Für Popper grundsätzlich ist die Unterscheidung verschiedener Ausgangspunkte des Historizismus[7]:

(a) Theistischer Historizismus: im Mittelpunkt dieser Richtung steht Gott als historischer Lenker und Richter, der das von ihm auserwählte Volk zur Herrschaft über die Welt führen wird (so z.B. bei Homer).
(b) Naturalistischer Historizismus: dieser interpretiert das historische Entwicklungsgesetz als ein Naturgesetz (vgl. dazu Kap. I.3.).
(c) Ökonomischer Historizismus: hierbei sind ökonomische Entwicklungen und Gesetze für geschichtliche Deutung maßgeblich (vgl. dazu Kap. III und die ökonomischen Theorien von Karl Marx).

Die Argumentationen Poppers richten sich vor allem gegen eine Sozialwissenschaft, die durch die Deutung der Geschichte soziale Prognosen erstellen will; dafür sind zunächst allgemeine Entwicklungsgesetze vonnöten, welche die Grundlage von unbedingten Prophezeiungen bilden. Popper nennt diese Gesetze Sukzessionsgesetze, die „den Kardinalfehler in allen politischen Bemühungen, soziologischen und historischen Betrachtungen“[8] ausmachen, indem sie Tendenzen und Trends (oft auch rhythms and patterns genannt) zu allgemeinen Theorien erweitern. Den wichtigsten Angriffspunkt jedoch machen drei wesentliche Eigenschaften der Sukzessionsgesetze aus: (1) abergläubische Spekulation, die der Geschichte eine eigene Subjektivität, Kreativität und Aktivität zutraut; (2) ein zutiefst irrationales Vorgehen; und (3) die völlige Hingabe an eine scheinbar historische Eigengesetzlichkeit.[9]
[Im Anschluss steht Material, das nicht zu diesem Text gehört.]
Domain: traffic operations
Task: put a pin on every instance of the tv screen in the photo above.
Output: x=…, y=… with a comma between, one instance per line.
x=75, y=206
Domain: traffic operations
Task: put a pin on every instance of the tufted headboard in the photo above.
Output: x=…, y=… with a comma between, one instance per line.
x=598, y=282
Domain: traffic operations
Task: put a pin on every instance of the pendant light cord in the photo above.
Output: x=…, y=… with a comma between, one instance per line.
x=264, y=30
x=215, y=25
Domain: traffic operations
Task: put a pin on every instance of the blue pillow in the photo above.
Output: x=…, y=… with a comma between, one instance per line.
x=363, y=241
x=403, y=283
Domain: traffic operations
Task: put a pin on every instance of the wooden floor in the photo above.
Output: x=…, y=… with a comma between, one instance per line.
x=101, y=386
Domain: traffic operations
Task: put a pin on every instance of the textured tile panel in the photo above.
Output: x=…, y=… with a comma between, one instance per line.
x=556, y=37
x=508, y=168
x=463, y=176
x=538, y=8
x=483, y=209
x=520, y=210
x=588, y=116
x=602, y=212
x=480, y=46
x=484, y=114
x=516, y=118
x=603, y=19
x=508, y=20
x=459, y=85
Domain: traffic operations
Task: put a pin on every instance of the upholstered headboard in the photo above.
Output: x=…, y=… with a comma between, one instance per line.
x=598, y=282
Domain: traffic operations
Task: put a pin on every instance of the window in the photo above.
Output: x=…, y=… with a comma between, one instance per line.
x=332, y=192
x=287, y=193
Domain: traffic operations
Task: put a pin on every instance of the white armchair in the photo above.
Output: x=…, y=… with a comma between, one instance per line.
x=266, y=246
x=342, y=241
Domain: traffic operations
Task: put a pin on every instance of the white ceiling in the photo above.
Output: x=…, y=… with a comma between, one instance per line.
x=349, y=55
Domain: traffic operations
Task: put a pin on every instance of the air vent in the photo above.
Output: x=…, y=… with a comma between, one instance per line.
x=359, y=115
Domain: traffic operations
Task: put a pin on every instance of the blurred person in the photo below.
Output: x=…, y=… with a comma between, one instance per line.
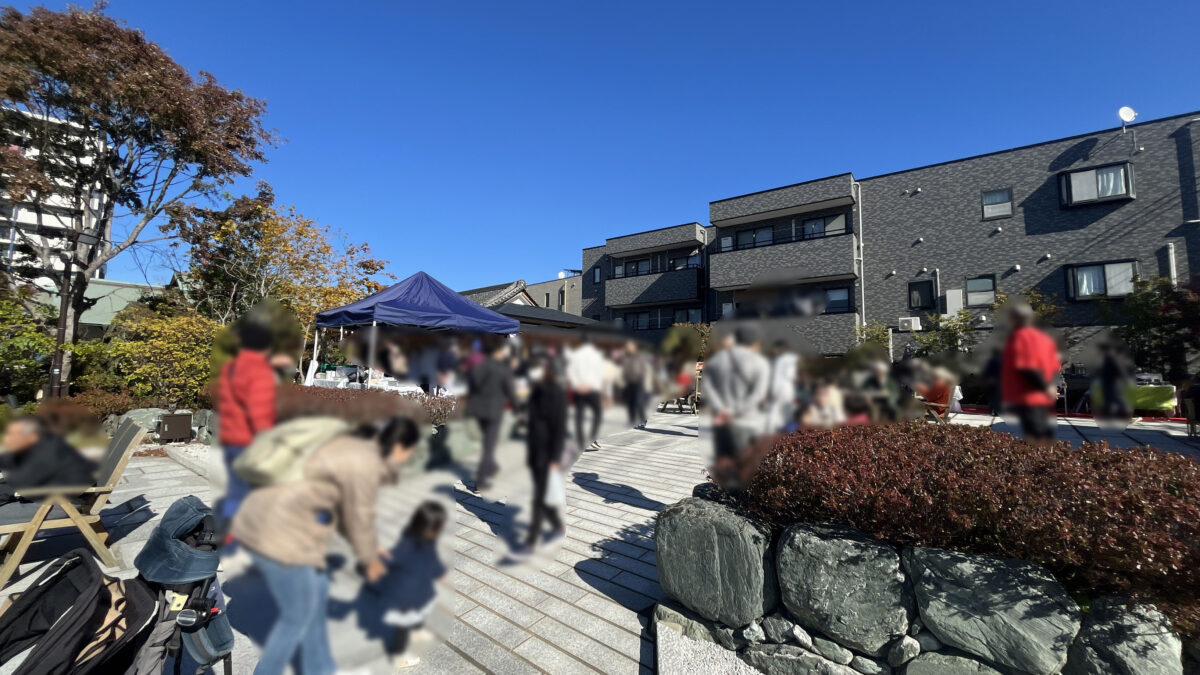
x=634, y=371
x=1029, y=375
x=1114, y=382
x=35, y=458
x=937, y=390
x=991, y=381
x=783, y=387
x=882, y=390
x=477, y=354
x=287, y=529
x=490, y=386
x=586, y=374
x=409, y=590
x=827, y=407
x=544, y=453
x=246, y=392
x=736, y=384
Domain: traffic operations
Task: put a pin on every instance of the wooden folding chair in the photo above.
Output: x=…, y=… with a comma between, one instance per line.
x=59, y=509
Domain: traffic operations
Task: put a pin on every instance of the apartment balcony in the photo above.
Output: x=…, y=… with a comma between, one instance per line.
x=779, y=264
x=678, y=285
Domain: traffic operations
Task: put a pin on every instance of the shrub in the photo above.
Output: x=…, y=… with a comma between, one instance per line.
x=358, y=406
x=1102, y=520
x=64, y=416
x=103, y=404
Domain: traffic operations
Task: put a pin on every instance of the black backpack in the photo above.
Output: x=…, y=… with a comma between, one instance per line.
x=76, y=620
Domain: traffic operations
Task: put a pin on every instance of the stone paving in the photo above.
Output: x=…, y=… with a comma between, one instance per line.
x=581, y=607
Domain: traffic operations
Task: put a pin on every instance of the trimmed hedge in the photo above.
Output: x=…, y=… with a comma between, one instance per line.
x=1103, y=520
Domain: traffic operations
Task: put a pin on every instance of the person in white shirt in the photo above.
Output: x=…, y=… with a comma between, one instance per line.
x=587, y=374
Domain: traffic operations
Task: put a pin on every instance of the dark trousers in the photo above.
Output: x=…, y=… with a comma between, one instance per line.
x=635, y=402
x=540, y=511
x=1037, y=422
x=487, y=467
x=589, y=400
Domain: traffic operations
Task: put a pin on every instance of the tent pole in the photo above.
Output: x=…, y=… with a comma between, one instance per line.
x=375, y=338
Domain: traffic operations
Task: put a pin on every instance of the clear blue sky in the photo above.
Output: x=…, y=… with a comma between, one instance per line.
x=491, y=141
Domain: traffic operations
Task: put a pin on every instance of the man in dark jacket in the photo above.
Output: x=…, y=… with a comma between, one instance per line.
x=489, y=388
x=544, y=452
x=34, y=458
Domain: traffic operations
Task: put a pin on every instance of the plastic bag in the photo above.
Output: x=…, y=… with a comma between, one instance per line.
x=556, y=490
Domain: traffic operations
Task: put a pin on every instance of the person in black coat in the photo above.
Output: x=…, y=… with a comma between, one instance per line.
x=489, y=389
x=35, y=458
x=544, y=448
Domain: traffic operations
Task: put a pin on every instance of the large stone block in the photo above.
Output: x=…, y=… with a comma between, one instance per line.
x=1007, y=611
x=845, y=585
x=715, y=562
x=786, y=659
x=147, y=418
x=935, y=663
x=1116, y=638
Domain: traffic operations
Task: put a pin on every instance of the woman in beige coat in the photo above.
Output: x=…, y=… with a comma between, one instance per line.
x=287, y=530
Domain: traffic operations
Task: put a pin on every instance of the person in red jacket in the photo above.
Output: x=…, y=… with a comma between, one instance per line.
x=1029, y=371
x=245, y=405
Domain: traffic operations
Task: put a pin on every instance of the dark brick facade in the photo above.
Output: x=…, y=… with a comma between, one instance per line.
x=928, y=225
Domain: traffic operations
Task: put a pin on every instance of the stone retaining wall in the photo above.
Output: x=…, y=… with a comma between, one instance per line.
x=831, y=601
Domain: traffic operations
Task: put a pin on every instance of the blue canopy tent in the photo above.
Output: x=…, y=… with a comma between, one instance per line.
x=419, y=300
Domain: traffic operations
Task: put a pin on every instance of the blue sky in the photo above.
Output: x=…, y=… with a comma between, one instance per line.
x=485, y=142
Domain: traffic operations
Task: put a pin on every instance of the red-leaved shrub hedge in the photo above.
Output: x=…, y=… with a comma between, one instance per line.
x=1103, y=520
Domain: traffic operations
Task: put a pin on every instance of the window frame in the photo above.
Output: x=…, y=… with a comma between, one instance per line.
x=1073, y=282
x=1066, y=199
x=850, y=299
x=933, y=296
x=966, y=291
x=983, y=207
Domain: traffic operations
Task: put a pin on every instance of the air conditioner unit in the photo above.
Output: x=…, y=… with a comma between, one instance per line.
x=954, y=302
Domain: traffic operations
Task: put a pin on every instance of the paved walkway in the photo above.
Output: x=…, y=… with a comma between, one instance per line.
x=579, y=608
x=1168, y=436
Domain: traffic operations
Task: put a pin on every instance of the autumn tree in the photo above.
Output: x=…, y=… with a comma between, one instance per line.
x=253, y=250
x=102, y=125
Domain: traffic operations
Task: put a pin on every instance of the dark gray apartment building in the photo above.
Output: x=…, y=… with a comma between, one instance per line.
x=1078, y=219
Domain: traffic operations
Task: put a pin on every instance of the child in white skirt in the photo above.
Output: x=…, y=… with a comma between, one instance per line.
x=408, y=590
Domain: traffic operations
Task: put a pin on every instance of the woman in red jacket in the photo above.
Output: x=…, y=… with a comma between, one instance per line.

Vor allem durch den letzten Punkt scheint jeder einzelne gerade dazu aufgefordert, als Mitläufer und Sympathisant des Totalitarismus in Passivität zu versinken. Damit sieht der Historizismus das Individuum nur als „Schachfigur, ein ziemlich unbedeutendes Instrument in der allgemeinen Entwicklung der Menschheit“[10], während er feststellt, „dass die wahrhaft bedeutenden Schauspieler auf der Bühne der Geschichte entweder die Großen Nationen und ihre Großen Führer sind, oder vielleicht die Großen Klassen, oder die Großen Ideen […]“[11]. Dies drückt auf vortreffliche Weise das zutiefst kollektivistische Element dieser Geschichtsauffassung aus, das ursprünglich aus dem Tribalismus, d.h. der Betonung des stammesgebundenen Lebens, ohne dem das Individuum nichts wert ist, hervorgegangen ist. Diese romantisch-verklärten Vorstellung des einfachen Stammeslebens, in dem der Mensch seine verlorene Geborgenheit wiederfindet, wird zum Utopismus, der unterschiedliche Interpretationen und Ausformungen erfährt. „Das stärkste Bindeglied in dem Bündnis zwischen Historizismus und Utopismus ist zweifellos die holistische Einstellung, die beiden gemeinsam ist. Den Historizismus interessieren nicht Teilaspekte, sondern die Entwicklung der ‚Gesellschaft als Ganzes’, und die utopische Technik ist ähnlich holistisch eingestellt. […] Beide Bündnispartner sind mit dem ‚Herumbasteln’ und ‚Fortwursteln’ unzufrieden: sie wollen mit radikaleren Methoden arbeiten.“[12]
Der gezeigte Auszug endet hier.